Mia figlia mi ha detto che non capiva come avevo potuto sopportare così a lungo quella situazione che creava spesso tensioni tra me e suo padre, e che avrei dovuto oppormi a che lei restasse sempre con noi, ma avevo avuto paura che magari le sarebbe successo qualcosa e poi ne avrei avuto il rimorso. Tuttavia mia figlia ne fa tenuto ben conto, per cui, quando anche sua suocera, che abitava in un'altra città, l'ultima volta che l'avevano ospitata aveva cercato di far accettare la sua proposta di poter convivere con loro, gentilmente, ma fermamente, le ha detto di no. Del resto queste convivenze portano a limitarsi a vicenda, per cui non sono mai positive.

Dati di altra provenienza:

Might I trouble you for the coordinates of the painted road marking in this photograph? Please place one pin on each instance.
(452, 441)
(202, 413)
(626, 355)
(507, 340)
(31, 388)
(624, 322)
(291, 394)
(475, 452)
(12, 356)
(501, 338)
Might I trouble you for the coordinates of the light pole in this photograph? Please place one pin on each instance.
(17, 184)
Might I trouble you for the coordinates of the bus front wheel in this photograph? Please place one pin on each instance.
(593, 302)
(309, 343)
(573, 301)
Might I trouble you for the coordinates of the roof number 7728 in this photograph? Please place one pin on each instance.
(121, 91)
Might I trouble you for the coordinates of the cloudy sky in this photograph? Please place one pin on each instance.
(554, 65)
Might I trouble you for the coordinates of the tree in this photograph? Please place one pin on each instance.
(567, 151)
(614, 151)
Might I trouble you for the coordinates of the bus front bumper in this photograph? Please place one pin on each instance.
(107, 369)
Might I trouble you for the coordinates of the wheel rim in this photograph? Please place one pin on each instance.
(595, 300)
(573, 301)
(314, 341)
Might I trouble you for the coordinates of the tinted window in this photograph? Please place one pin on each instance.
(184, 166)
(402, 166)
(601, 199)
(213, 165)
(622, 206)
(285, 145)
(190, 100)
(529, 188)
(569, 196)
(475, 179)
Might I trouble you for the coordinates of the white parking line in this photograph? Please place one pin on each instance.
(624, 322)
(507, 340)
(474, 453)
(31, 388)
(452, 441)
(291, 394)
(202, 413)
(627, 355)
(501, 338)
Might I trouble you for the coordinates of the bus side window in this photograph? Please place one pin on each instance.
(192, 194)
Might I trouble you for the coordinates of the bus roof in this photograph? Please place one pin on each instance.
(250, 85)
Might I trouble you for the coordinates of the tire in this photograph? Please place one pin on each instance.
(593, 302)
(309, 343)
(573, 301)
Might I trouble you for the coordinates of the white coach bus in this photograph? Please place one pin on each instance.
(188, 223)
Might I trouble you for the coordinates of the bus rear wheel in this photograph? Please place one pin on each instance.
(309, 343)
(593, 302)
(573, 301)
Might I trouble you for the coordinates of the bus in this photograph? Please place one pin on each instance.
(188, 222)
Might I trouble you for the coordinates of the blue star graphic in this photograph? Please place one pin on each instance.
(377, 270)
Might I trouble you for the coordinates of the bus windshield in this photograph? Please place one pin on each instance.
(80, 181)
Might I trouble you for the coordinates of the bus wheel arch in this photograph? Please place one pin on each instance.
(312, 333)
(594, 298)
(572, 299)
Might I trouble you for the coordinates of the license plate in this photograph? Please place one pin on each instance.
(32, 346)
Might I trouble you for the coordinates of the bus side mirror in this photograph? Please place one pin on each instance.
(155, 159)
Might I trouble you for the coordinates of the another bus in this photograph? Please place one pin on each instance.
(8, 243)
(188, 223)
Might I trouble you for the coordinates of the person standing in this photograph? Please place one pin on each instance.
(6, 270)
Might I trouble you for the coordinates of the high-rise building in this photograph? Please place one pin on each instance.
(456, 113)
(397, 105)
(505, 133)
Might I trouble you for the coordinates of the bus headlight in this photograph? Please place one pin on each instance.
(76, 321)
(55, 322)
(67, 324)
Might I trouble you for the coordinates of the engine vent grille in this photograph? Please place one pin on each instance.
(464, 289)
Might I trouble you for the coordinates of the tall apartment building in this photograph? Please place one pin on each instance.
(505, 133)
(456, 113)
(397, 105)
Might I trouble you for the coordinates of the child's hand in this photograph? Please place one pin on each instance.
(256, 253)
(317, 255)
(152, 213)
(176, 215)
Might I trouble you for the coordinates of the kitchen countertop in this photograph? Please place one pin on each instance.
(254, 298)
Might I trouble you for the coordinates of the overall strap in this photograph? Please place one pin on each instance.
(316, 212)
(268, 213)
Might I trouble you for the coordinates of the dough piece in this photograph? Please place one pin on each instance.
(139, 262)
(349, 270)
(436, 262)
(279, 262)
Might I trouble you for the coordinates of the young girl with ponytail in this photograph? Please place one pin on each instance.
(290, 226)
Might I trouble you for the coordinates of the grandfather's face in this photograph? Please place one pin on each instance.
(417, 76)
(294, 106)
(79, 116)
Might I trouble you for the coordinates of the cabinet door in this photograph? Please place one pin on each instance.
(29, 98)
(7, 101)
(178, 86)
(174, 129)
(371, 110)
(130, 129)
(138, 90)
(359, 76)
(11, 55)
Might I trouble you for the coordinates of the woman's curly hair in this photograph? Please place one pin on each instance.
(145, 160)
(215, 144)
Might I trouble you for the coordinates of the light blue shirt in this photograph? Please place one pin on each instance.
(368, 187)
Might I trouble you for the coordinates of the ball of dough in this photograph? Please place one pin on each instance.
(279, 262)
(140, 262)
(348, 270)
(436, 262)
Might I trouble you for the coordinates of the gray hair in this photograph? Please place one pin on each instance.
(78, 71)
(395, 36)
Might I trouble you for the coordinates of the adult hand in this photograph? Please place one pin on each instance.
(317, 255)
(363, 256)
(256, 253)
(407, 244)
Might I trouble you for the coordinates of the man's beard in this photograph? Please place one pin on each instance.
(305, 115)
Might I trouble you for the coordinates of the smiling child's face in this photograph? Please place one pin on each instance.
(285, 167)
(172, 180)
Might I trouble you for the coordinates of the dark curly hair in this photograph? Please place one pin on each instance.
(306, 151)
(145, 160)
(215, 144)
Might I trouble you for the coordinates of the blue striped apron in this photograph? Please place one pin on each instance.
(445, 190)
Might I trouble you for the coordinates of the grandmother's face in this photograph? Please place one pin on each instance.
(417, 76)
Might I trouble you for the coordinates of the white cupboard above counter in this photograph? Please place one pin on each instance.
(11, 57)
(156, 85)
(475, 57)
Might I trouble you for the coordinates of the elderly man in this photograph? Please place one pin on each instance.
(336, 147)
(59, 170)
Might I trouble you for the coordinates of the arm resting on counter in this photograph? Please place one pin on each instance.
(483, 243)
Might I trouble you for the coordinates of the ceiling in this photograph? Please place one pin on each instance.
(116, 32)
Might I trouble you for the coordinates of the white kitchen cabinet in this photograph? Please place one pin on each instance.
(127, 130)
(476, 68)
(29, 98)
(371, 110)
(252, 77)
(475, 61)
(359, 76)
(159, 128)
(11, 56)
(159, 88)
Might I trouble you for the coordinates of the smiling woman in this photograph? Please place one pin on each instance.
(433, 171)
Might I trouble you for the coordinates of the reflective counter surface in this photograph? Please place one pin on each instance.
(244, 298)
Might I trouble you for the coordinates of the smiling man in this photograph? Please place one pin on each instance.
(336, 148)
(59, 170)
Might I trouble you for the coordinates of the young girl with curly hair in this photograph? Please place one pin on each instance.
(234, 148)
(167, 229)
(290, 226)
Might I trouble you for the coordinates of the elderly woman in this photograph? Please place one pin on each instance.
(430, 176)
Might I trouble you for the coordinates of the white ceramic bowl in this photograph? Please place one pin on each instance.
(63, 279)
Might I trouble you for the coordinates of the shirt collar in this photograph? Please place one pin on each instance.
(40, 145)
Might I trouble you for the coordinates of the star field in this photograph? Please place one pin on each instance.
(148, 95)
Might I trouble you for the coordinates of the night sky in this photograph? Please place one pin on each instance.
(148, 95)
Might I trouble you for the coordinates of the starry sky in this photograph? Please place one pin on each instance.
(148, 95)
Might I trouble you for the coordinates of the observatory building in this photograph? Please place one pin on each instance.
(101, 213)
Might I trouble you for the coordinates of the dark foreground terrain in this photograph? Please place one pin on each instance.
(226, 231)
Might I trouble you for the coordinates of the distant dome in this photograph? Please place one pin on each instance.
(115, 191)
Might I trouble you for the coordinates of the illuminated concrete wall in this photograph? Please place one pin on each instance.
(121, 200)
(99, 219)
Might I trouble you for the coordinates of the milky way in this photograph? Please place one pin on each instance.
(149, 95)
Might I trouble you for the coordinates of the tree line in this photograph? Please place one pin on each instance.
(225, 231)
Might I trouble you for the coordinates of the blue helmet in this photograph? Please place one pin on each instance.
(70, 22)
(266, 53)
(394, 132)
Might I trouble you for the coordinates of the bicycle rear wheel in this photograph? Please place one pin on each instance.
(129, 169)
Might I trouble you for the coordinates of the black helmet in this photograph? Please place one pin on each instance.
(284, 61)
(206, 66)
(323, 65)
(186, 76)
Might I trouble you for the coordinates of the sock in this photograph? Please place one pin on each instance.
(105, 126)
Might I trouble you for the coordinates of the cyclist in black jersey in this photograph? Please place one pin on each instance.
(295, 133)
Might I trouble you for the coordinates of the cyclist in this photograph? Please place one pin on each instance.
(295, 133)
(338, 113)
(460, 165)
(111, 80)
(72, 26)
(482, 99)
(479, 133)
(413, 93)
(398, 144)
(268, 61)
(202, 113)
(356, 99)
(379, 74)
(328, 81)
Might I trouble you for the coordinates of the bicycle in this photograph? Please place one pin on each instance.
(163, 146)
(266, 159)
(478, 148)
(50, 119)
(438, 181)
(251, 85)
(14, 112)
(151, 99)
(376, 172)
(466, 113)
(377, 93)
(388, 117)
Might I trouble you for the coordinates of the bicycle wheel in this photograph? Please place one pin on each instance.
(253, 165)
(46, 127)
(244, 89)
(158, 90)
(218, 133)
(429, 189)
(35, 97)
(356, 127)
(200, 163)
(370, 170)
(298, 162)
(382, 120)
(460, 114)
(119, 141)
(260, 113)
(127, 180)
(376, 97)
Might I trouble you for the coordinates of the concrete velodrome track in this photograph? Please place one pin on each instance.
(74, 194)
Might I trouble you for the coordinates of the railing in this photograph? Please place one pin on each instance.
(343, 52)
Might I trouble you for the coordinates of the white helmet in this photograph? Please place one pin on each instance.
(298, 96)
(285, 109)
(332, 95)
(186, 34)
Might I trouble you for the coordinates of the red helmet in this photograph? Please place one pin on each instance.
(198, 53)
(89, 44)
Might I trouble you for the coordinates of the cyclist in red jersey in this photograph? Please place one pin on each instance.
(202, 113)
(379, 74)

Tuttavia devo dire che ci sono anche casi, benché rari, di rapporti armoniosi tra suocera e nuora: e questo avviene nel caso in cui da tutte e due le parti ci sia benevolenza, discrezione, disponibilità: una mia amica mi diceva che addirittura preferiva la suocera a sua madre. Ma credo che quello che distrugge tutto sia la convivenza: per molti e ovvi motivi, molto raramente può funzionare, e può invece danneggiare non poco un matrimonio, specie se è ancora agli inizi.

voglioamore
3 | 29.03.2019 14:10

Ciao,sono una suocera di due figli maschi, "purtroppo". I miei figli non sono per nulla mammoni, anzi se devono darmi contro non perdono un colpo. E' una fatica costante, cercare di non parere invadente anche solo per avere qualche notizia sulla loro vita
di coppia; resto del parere che sia fondamentale il dialogo e la sincerità per vincere i
troppi pregiudizi nei riguardi delle suocere, che in primis restano delle mamme.